About five decades ago the first pioneers began exploring human behaviour in economic games using the experimental method, sparking a revolution in microeconomics. These early experiments showed that human behaviour often diverged from the predictions of expected monetary maximisation. Yet these deviations were not random. Instead, they exhibited consistent patterns. The exploration and understanding of these patterns have led to the development of one of the most dynamic and influential fields of research in the last half-century: behavioural economics.
One revolutionary insight brought to light by behavioural economics is that humans frequently rely on heuristics – mental shortcuts to navigate a complex world where calculating the exact outcomes of available actions is often beyond the capabilities of the finite human mind. While generally effective, these heuristics can introduce systematic biases. For instance, individuals tend to value losses more than equivalent gains, prefer their own possessions over others’, discount future rewards more heavily than expected utility theory would suggest, and exhibit a reluctance to change the status quo. The classification of heuristics and biases, along with their application in policymaking, has inspired thousands of research papers, including seminal works that have earned at least three Nobel Prizes.
Another groundbreaking insight was the recognition that humans not only care about their own monetary payoff but also care about the rewards received by others. Take, for instance, the well-known Dictator Game. In this scenario, a participant is given a certain amount of money and has to decide how much, if any, to give to another participant. The recipient has no active role and can only accept whatever the dictator chooses to give. Hundreds of experiments have demonstrated that a considerable portion of participants opt to share their endowment, even under conditions of anonymity, even when it is explicitly stated that the recipient cannot affect the dictator’s future earnings, and even after dictators are asked which course of action would maximise their monetary gain. Similar findings have also emerged in decision-making scenarios designed to capture other social interactions, such as cooperation, trust, and truth-telling.
These findings have inspired the development of alternative models of human behaviour. To explain social behaviours, scholars have introduced social preferences. According to these preferences, people do not merely maximise their monetary payoff but consider some combination of their payoff and that of others. This general idea can be detailed in various ways. For example, Ledyard (Reference Ledyard, Kagel and Roth1995) suggested that decision-makers weigh their monetary gain against the aggregate gains of all players. Conversely, Fehr and Schmidt (Reference Fehr and Schmidt1999) proposed that decision-makers compare their monetary reward with the reward of other players. A critical observation is that, despite these specific differences, all social preferences share one foundational ‘consequentialist assumption’: the utility a decision-maker assigns to an action depends solely on its monetary impact on all participants involved.

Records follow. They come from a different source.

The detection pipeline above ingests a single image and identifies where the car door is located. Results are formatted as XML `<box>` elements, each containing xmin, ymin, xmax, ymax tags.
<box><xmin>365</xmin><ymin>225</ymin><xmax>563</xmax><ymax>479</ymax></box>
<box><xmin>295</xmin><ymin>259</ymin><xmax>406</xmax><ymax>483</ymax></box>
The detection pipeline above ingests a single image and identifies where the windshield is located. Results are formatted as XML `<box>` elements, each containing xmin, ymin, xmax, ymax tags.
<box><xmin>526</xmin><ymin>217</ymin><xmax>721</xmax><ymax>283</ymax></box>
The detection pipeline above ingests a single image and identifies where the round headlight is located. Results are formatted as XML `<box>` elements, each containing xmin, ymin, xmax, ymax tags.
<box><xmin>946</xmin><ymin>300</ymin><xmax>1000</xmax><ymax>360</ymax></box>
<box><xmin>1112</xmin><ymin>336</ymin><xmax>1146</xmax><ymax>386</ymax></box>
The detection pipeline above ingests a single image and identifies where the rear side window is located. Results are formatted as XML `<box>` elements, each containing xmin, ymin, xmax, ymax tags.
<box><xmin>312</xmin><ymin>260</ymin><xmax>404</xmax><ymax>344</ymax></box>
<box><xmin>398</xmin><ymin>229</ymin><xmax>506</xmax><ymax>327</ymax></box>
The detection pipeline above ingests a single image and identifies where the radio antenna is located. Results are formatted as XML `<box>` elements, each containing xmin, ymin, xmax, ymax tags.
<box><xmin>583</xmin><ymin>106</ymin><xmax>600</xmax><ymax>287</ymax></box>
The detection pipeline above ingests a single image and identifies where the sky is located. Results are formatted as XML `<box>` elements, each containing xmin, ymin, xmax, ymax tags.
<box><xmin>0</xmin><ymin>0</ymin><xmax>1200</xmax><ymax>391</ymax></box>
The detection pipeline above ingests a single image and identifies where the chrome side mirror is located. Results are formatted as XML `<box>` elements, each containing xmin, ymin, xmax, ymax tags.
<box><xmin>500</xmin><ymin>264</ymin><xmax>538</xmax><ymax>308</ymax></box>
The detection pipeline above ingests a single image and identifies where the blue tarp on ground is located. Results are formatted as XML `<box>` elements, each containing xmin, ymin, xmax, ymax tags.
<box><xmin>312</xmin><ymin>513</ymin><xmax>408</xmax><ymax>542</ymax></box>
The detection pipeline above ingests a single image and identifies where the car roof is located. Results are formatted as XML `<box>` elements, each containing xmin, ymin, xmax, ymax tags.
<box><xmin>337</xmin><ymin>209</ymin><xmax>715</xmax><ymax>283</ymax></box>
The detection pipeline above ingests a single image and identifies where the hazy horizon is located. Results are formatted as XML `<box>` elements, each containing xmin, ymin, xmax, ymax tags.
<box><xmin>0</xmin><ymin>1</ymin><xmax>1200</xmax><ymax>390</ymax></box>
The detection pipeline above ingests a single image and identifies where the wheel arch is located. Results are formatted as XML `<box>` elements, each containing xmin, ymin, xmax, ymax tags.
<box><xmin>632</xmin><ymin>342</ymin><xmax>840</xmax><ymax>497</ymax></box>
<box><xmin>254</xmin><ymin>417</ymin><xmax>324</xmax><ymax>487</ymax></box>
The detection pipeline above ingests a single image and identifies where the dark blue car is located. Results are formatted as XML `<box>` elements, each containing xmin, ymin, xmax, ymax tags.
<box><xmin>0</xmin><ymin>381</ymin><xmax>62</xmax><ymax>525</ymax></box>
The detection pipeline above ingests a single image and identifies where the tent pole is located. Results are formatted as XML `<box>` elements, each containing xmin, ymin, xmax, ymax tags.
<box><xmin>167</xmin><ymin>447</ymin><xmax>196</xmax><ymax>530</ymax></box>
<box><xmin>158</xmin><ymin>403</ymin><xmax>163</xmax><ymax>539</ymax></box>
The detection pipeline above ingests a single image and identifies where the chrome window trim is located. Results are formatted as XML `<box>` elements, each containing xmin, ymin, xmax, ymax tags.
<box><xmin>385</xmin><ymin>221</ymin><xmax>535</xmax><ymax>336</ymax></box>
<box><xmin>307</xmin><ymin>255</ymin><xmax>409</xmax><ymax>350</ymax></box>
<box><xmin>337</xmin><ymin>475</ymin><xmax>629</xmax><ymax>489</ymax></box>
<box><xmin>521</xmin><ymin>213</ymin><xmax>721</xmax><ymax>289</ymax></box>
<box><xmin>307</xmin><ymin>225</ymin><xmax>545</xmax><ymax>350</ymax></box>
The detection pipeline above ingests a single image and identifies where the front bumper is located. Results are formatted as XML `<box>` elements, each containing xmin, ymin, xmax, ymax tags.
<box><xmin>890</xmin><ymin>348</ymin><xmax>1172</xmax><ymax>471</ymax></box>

This consequentialist assumption is deeply ingrained in the economic modelling of human behaviour. It is indeed met also by the primary formal models introduced to account for human heuristics and biases. Take, for example, prospect theory, arguably the most widely adopted theory to explain human decisions under uncertainty. According to this theory, the utility function of an individual is steeper for losses than for gains, encapsulating the well-documented observation that ‘losses loom larger than gains’. This function is also concave for gains and convex for losses, formalising another human tendency: diminished sensitivity. Furthermore, the objective probabilities of events are modified through a weighting function designed to formalise another well-documented human bias: the tendency to overestimate the likelihood of highly unlikely events and underestimate that of highly probable ones. Setting these details aside, it is crucial to recognise that this utility function, too, is ‘economically consequentialist’: it is determined exclusively by the economic outcomes of the available actions.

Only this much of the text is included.